Dreading the Drop-off

This is kind of a strange week for me. We have a large trade show going on starting today, but I’m in town. Being in town is awesome, no travel, get to sleep in my own bed and if I forget to bring something with me to the convention center, I can swing by the office. This also means that my work hours are all jumbled.

Our show doesn’t start until this evening but I still needed to stop by the convention center to make sure our booth was up and running before heading to the office. Since I’ll be working late tonight, I let myself sleep in, you know until 6:15am. Living on the edge.

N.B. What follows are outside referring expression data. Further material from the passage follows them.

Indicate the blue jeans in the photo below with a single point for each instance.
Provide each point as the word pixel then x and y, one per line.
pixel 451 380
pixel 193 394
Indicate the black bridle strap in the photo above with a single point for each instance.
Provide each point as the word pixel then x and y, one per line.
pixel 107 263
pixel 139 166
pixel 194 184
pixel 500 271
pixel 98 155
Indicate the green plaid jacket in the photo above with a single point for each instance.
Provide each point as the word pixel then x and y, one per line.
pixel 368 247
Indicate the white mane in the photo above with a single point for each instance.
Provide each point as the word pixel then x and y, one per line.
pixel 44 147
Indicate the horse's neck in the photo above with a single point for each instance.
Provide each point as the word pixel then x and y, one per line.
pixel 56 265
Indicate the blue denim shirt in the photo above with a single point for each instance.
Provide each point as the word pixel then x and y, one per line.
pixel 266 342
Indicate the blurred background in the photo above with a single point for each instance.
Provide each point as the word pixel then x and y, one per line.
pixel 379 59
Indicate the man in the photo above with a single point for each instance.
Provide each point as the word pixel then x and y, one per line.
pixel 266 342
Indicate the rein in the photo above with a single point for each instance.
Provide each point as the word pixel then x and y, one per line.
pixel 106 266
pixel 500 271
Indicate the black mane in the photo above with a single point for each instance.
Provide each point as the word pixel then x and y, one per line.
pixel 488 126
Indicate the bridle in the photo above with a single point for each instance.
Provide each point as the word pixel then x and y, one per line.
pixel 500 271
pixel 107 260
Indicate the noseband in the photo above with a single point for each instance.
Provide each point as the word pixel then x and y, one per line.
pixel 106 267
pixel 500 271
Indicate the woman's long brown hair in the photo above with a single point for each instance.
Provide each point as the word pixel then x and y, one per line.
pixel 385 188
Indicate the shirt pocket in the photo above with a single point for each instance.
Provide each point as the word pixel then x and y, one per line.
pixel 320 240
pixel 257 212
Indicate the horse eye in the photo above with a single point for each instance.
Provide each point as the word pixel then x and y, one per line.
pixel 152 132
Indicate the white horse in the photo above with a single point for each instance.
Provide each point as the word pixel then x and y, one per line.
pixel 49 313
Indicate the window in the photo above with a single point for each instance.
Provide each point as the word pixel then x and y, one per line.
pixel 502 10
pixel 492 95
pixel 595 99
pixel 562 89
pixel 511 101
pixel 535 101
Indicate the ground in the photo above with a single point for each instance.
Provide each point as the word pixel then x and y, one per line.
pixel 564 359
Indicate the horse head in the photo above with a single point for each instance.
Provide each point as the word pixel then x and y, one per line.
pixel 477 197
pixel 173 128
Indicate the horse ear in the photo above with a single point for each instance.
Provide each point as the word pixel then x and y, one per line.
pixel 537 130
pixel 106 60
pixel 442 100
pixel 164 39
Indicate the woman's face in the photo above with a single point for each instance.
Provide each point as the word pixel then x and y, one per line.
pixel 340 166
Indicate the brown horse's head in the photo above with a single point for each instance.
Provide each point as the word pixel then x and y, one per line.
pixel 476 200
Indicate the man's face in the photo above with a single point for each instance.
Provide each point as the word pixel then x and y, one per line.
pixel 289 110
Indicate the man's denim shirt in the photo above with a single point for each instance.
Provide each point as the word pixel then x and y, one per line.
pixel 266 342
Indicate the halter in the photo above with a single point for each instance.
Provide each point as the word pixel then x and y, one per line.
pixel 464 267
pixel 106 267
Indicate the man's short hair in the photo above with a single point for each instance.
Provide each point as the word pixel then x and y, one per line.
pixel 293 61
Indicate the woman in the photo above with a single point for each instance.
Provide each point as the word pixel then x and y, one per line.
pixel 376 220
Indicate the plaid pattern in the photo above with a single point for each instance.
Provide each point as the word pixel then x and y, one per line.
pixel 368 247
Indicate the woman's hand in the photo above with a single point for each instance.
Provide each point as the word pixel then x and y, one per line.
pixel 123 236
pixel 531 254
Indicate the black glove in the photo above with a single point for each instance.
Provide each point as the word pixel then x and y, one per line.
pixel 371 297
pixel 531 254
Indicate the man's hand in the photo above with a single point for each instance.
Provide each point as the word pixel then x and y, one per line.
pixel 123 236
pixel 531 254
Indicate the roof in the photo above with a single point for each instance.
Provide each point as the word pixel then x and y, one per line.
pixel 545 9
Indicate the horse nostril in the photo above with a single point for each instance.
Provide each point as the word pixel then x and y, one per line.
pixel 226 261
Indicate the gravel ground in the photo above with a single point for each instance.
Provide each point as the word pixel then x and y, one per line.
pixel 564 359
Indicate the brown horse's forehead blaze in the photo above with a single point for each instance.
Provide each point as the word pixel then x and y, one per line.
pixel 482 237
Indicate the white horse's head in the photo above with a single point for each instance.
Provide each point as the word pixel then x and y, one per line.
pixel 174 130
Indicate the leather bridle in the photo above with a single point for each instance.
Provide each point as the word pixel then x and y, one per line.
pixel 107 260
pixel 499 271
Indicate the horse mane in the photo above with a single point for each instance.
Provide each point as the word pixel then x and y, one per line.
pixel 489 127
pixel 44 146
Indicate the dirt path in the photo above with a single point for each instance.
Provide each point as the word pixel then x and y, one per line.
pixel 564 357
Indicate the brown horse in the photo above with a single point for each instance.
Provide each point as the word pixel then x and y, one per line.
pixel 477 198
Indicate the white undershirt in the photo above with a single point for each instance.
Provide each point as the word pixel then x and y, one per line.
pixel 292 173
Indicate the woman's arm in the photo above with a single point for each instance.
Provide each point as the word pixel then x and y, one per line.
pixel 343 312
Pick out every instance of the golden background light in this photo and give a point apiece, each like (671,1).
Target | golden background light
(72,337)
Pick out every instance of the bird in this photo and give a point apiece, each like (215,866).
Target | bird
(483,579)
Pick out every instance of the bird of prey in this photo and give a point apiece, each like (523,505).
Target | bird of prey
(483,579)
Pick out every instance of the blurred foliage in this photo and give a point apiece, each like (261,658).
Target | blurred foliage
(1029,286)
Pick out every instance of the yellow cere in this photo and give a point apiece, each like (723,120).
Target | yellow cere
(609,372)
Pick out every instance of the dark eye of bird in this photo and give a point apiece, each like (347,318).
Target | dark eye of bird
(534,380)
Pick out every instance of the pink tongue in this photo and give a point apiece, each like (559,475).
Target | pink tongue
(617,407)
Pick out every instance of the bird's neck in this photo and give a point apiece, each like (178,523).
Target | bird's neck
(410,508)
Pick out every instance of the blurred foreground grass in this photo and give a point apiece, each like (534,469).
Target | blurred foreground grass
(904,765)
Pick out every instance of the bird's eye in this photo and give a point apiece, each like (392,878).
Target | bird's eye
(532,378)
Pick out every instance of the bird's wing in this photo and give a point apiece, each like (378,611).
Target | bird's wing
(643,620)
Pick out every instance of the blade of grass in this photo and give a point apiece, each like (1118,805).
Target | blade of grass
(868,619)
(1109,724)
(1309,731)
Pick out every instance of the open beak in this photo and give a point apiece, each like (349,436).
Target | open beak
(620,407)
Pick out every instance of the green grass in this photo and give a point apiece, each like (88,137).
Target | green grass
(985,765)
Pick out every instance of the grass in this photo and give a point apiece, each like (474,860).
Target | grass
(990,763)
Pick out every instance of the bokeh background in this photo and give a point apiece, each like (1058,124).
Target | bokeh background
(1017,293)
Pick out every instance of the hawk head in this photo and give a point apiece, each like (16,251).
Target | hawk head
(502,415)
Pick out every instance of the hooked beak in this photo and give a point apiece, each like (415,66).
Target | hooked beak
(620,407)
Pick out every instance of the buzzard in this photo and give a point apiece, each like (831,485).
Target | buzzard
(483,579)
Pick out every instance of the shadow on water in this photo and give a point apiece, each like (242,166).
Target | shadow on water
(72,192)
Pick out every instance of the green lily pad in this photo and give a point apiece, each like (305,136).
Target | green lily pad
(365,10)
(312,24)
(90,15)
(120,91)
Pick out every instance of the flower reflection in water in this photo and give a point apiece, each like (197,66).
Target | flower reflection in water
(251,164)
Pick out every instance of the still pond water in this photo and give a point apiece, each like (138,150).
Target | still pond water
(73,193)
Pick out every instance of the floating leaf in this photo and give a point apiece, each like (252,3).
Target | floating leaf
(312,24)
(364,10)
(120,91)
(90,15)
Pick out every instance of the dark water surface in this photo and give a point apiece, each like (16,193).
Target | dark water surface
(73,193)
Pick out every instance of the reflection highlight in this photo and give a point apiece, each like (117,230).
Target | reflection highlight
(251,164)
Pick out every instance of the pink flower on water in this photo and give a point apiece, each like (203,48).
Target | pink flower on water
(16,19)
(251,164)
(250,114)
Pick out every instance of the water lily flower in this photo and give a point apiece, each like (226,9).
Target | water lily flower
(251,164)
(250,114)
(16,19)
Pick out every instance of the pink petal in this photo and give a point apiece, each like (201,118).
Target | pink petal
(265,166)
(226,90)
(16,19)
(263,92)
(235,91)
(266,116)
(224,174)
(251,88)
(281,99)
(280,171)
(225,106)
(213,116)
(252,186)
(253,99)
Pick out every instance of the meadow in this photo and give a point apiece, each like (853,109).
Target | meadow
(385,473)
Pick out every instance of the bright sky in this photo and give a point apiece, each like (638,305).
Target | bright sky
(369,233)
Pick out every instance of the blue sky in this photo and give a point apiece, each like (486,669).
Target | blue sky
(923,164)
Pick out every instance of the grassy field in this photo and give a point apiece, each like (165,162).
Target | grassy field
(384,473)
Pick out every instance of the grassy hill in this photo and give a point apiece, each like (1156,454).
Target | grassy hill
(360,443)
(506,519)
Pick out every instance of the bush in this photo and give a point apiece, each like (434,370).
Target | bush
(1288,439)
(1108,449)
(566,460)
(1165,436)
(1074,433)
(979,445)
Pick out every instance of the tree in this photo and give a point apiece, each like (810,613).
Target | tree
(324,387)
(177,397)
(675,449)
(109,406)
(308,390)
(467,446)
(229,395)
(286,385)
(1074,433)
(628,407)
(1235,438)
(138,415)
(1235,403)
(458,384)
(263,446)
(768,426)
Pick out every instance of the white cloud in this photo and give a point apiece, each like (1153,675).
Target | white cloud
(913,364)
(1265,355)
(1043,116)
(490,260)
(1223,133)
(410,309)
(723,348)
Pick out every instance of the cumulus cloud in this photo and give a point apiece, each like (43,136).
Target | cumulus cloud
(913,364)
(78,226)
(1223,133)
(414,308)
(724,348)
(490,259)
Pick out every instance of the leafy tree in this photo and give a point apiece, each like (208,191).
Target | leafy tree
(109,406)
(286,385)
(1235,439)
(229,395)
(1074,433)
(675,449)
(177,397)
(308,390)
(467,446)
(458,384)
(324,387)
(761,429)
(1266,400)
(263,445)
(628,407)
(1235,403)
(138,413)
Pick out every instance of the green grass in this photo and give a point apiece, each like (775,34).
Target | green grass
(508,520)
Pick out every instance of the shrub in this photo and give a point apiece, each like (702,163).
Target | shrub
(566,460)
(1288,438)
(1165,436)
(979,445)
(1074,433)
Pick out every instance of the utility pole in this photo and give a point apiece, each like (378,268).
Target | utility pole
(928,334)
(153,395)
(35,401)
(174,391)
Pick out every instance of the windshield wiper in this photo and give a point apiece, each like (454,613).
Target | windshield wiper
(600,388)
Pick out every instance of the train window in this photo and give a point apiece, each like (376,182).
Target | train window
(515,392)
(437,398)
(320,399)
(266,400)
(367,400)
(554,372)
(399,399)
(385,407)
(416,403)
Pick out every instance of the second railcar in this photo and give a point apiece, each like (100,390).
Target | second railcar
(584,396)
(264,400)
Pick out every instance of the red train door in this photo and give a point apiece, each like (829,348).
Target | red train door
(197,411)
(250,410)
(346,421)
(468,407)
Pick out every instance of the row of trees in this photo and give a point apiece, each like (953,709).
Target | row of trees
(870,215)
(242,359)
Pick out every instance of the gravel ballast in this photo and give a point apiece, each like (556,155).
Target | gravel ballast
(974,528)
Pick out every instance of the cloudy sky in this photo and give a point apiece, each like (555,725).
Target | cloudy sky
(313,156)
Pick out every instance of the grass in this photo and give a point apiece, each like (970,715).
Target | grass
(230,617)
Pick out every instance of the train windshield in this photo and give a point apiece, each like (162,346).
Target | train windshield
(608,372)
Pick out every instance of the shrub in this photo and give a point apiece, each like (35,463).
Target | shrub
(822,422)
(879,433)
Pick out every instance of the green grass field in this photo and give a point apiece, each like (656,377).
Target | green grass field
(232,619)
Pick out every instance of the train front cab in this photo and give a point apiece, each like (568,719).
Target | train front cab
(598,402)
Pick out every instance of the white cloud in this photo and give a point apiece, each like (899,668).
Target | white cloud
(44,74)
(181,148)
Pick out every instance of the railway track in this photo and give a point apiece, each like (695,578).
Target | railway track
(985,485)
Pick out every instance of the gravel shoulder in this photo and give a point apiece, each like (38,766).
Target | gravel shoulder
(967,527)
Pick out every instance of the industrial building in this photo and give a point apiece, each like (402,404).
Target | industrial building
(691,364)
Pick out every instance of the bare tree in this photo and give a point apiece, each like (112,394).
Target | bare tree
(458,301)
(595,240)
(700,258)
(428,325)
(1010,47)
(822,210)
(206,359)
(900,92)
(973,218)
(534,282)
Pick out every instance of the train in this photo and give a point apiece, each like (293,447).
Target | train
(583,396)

I’ll likely miss bedtime tonight so I decided I’d like to take Ella to school this morning in order to get some more time with her. Last night as I was telling Ella this she kept shaking her head and saying no. I asked her if she wanted mommy to take her to school. Very serious, lip-out, no. I asked if she wanted Daddy to take her, big smile and yes. I hate to admit it, but my feelings were a little bit hurt.

This morning we ate some breakfast together, got her ready and headed off to daycare. It was going great, got her setup with her snack at the table with her friends; I kissed her goodbye and let her know that Daddy was going to pick her up. She seemed fine until I turned to walk out of the room. Cue crying, crocodile tears and little feet running after mommy. She was so upset and would not let go of me. One of her teachers finally took her from me and distracted her. I teared up as I walked back to my car feeling horrible.

I thought her sad face during the five mile run I was able to fit it before heading to work. It wasn’t until I was talking to Josh about it when I got to my office that it dawned on me; she associates me taking her to school with me leaving for a long time. It’s no wonder she was telling me that she didn’t want me to take her to school. She thinks that I’m away for an extended period now. My poor baby. I’ve only taken her to school a handful of times over the past 18 months she’s been in school; all of those times I was on my way out of town. It never occurred to me that she would start connecting the two since they were few and far between.

I was planning on taking her to school for the rest of the week, but I’m not sure what to do now. I might go ahead with it so that she learns that me taking her to school doesn’t mean I’m leaving, but man is it hard to leave her with those tears running down her face.